Job description
Core Responsibilities Overview
1. Responsible for the deployment, optimization, and high availability assurance of the company's core business systems, cloud platforms (such as AWS / Alibaba Cloud / Tencent Cloud), and foundational services (such as Kubernetes, Docker, Nginx, MySQL, Redis, Kafka).
2. Plan and implement system capacity management, performance optimization, and disaster recovery solutions to ensure service stability and scalability.
3. Responsible for the construction and maintenance of CI/CD pipelines to achieve automated building, testing, releasing, and rollback.
4. Design and improve system monitoring, log collection, and alerting systems (Prometheus / Grafana / ELK / OpenSearch).
5. Participate in emergency response to production environment failures, issue identification and review, summarizing and promoting long-term optimization solutions.
6. Participate in the standardization and process construction of the operations and maintenance system, producing best practice documentation.
7. Participate in the statistical assessment of overall operations and maintenance costs, auditing various IT expenditures.
Job Requirements
1. Full-time undergraduate degree in computer-related fields (no consideration for associate degree holders) and above, with more than 5 years of experience in large-scale internet or cloud platform operations and maintenance.
2. Familiar with the use of various Linux system series, proficient in at least one language among Shell/Python/Go.
3. Proficient in Docker, Kubernetes, and CI/CD toolchains (Jenkins, GitLab CI, ArgoCD, etc.).
4. Familiar with monitoring and logging systems such as Prometheus, Grafana, ELK/OpenSearch.
5. Experience in public cloud architecture (AWS, Aliyun, GCP, Azure).

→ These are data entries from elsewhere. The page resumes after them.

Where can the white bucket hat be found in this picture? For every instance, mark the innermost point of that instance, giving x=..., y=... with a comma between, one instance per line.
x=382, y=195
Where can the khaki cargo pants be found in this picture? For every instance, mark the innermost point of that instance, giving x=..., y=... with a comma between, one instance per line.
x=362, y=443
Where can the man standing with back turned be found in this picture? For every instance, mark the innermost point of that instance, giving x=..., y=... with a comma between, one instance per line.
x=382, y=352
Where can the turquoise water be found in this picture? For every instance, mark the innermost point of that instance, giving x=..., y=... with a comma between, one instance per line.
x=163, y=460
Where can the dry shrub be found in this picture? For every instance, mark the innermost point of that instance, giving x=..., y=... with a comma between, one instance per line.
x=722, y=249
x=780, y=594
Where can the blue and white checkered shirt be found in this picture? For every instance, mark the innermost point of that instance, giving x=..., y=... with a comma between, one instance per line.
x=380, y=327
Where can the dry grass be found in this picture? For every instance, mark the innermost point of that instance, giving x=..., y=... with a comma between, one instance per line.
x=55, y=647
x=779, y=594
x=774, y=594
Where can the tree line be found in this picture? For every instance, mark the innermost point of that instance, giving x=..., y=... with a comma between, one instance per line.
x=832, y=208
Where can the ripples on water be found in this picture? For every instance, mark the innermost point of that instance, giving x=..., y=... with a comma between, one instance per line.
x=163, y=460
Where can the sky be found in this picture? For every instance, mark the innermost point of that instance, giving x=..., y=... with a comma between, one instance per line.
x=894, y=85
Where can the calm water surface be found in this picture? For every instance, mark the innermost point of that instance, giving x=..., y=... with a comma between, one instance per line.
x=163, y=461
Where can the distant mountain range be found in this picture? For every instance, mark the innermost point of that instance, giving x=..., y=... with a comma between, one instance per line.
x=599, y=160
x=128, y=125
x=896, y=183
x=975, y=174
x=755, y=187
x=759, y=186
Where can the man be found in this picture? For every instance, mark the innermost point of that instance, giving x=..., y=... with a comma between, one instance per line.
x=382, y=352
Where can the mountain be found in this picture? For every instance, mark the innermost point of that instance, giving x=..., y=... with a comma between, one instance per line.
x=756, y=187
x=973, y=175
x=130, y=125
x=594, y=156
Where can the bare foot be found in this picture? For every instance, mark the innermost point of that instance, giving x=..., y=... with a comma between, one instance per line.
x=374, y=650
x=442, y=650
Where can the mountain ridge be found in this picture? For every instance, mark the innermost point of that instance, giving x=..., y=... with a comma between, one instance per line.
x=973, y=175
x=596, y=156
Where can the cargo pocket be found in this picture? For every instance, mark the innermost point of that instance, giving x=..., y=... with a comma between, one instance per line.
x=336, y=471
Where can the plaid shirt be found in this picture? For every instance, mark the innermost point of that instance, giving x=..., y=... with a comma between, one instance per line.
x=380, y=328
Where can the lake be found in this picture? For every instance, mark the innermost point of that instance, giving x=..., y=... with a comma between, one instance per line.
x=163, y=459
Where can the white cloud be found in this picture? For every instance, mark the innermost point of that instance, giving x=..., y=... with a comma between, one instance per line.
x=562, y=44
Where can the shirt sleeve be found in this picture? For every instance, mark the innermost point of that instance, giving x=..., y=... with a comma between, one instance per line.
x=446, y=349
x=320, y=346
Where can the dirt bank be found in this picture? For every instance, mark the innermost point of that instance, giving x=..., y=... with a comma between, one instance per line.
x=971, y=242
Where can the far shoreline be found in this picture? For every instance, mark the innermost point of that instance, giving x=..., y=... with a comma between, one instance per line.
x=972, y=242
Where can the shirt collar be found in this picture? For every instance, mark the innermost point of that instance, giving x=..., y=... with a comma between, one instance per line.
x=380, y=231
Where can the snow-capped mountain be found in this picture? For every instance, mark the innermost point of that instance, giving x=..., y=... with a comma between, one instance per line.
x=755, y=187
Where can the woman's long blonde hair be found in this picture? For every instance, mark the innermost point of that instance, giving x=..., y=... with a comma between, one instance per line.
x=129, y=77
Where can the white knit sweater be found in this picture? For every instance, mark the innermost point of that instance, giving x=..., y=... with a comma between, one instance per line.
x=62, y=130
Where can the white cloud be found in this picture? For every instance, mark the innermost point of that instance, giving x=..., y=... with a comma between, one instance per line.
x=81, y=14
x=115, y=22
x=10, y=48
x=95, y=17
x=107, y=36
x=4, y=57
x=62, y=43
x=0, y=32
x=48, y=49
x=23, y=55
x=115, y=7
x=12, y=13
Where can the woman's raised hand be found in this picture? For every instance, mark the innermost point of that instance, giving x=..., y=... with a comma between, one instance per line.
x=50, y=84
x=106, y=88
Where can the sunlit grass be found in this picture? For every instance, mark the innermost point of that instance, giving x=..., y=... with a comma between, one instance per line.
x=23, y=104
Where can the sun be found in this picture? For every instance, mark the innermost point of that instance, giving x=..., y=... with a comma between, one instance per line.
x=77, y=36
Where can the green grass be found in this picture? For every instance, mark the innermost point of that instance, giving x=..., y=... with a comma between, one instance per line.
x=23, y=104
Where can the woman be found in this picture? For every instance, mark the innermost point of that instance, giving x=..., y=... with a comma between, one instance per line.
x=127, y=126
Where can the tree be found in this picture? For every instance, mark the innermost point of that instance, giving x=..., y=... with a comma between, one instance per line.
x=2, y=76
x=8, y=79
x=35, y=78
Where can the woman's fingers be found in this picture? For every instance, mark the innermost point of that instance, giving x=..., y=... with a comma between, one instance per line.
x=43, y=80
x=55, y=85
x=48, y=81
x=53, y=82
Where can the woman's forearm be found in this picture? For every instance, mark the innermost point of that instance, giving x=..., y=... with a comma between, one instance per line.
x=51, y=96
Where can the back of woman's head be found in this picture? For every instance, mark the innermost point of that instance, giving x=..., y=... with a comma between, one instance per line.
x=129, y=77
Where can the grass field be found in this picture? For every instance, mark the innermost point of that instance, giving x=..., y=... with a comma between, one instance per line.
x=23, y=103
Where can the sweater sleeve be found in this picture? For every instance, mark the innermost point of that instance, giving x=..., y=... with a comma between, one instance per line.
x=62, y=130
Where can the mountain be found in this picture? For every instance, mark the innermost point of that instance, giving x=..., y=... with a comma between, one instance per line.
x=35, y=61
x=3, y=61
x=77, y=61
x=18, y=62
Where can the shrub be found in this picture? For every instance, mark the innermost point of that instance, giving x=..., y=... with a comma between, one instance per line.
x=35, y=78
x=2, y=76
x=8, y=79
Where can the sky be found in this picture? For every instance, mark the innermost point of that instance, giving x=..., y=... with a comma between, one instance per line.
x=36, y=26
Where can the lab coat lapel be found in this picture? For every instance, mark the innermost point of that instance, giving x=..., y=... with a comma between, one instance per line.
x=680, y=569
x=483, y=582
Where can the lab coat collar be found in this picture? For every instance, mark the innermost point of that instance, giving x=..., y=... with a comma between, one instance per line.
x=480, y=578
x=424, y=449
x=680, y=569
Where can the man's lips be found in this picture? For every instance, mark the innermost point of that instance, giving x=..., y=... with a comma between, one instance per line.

6. Good communication skills and team collaboration spirit, with the ability to quickly identify and solve complex problems.
7. Preference for candidates based in Singapore and Malaysia, with consideration for other non-mainland regions.
Bonus Points
1. Rich experience in IT operations cost optimization.
2. Experience in global network acceleration and security protection deployment on enterprise cloud.